What do you think of Romance, you’ve listed your friend, how about you?
February 22, 2009 at 4:24 PM
[...] in the United States, writes about romanticism in Saudi society: “I think Saudi people are very romantic but they don’t express or talk about Romance in public. They really look for it in their private [...]
February 22, 2009 at 7:18 PM
coralbead,
It is very interesting to look at US culture and how it view romance! one of my american friend told me that although there is a good atmosphere for romanticism here in US, american people has been moving away from it to materialism and money world!
February 22, 2009 at 7:27 PM
Duha,
I can see your despair clearly! and i am truly with you at this point. we ,saudi men, have been the cause for so many problems. I am trying to move as many saudi as i can to be part of what i called ” feminist movement”
I am going to talk about this in another post. I have been analyzing and observing how the authoritative power that saudi men have and how it has damaged the society!
anyway, as for romance, i realized that many of saudi think that the atmosphere isn’t suitable for romance! of course, this isn’t a good excuse. but it is in fact part of the problem!

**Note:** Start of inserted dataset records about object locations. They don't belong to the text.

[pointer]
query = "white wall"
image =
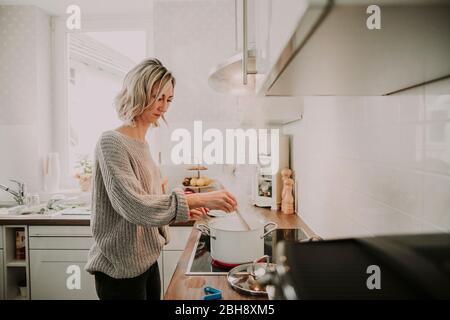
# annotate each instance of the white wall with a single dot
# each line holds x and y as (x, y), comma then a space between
(24, 94)
(374, 165)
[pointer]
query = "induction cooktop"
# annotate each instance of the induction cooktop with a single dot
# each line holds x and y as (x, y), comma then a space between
(201, 262)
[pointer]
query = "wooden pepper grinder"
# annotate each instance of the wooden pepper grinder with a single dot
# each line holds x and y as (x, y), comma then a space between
(287, 198)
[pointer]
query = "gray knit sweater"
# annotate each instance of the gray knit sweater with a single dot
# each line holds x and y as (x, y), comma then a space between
(130, 214)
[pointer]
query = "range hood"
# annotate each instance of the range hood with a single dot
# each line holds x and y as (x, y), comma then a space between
(237, 75)
(227, 77)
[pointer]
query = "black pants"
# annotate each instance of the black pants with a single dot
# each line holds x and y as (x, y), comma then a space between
(146, 286)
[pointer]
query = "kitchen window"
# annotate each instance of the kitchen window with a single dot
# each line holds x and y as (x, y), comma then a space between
(98, 62)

February 22, 2009 at 7:34 PM
Halal,
I totally agree with you.
i think that romance is important not because we need it to satisfy our emotional needs, but because of its power in our communication and thinking system. Romance isn’t only about saying i love you, it is more about what can these small words change our behavior !
i truly believe in the importance of romance and i believe that is is one of the keys that would open our society to modernity and better understanding
February 23, 2009 at 6:16 PM
I too believe that Saudi men have a sense of romance in them. Yet, the problem of not expressing it, in my opinion, comes from the fact that, unfortunately, many people in our community are judgmental, and far worse, try to bring down others around them. The weak personality that drives someone into perceiving romance as a weakness in a man is also responsible for that man not expressing the slightest romantic gesture; saying ‘I love you’ to the woman he loves.

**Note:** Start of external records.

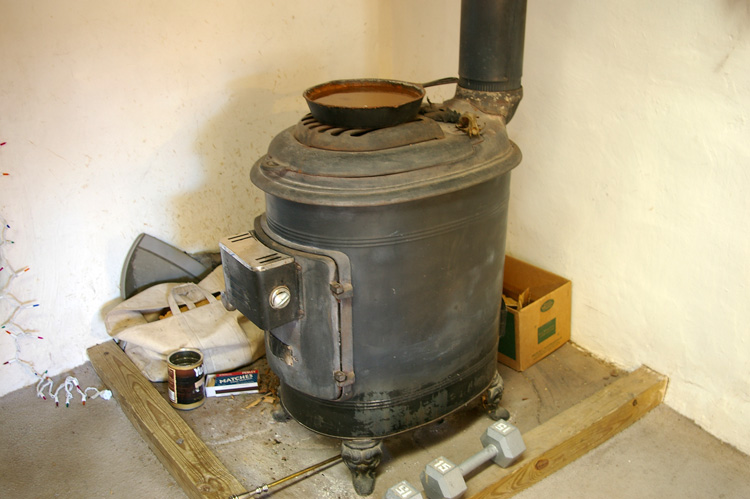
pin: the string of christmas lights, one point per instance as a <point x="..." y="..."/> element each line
<point x="9" y="324"/>
<point x="9" y="274"/>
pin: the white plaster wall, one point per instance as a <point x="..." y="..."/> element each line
<point x="635" y="185"/>
<point x="635" y="182"/>
<point x="147" y="116"/>
<point x="142" y="116"/>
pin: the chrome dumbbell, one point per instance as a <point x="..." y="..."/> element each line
<point x="442" y="479"/>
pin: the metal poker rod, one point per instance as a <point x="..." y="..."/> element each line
<point x="264" y="488"/>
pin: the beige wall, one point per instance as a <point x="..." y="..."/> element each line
<point x="124" y="117"/>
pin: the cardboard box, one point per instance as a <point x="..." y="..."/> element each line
<point x="538" y="318"/>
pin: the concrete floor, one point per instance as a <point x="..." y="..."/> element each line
<point x="94" y="451"/>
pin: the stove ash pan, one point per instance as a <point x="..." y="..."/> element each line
<point x="377" y="276"/>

I think that most Saudis will agree that romance is something they want, or even need, in their lives. But, it’s the fear of how other people might think of them that terrifies them, and sets the limits they end up unable to cross.
March 2, 2009 at 4:28 PM
it’s true girls are more emotional, but I think Romance isn’t girly thing, it’s a vital part of any relationship
me and couple of friends talked about this issue many times, one of them like to be called “Prine of Romance”, even though he is rude most of the time with us!, he says when it comes to love, his romantic personality take over …
The other thinks expressing Romance not with sweet talk, but through sincere action, like giving presents time to time even without occasion, writing some poet ,something she wouldn’t forget, for that they call him materialistic !!
Yes I agree, most Saudi can’t express their feelings , because we are oriented conservative community..but I read many novels written by western author,watching movies and tv-shows, where the characters find difficulty expressing their emotions, and found hugging embarrassing..
October 13, 2009 at 3:46 PM
Just a quick comment. There is nothing wrong with what you wrote but you are confusing romanticism with romantic love or romance. They are two very different things.
Here is a wikipedia article on romanticism. http://en.wikipedia.org/wiki/Romanticism
January 6, 2010 at 2:29 PM
I guess it’s that whole “Your weak” syndrome many Saudi men have towards romance. As if it will hurt their manhood if they sweet-talk their significant others in front of others.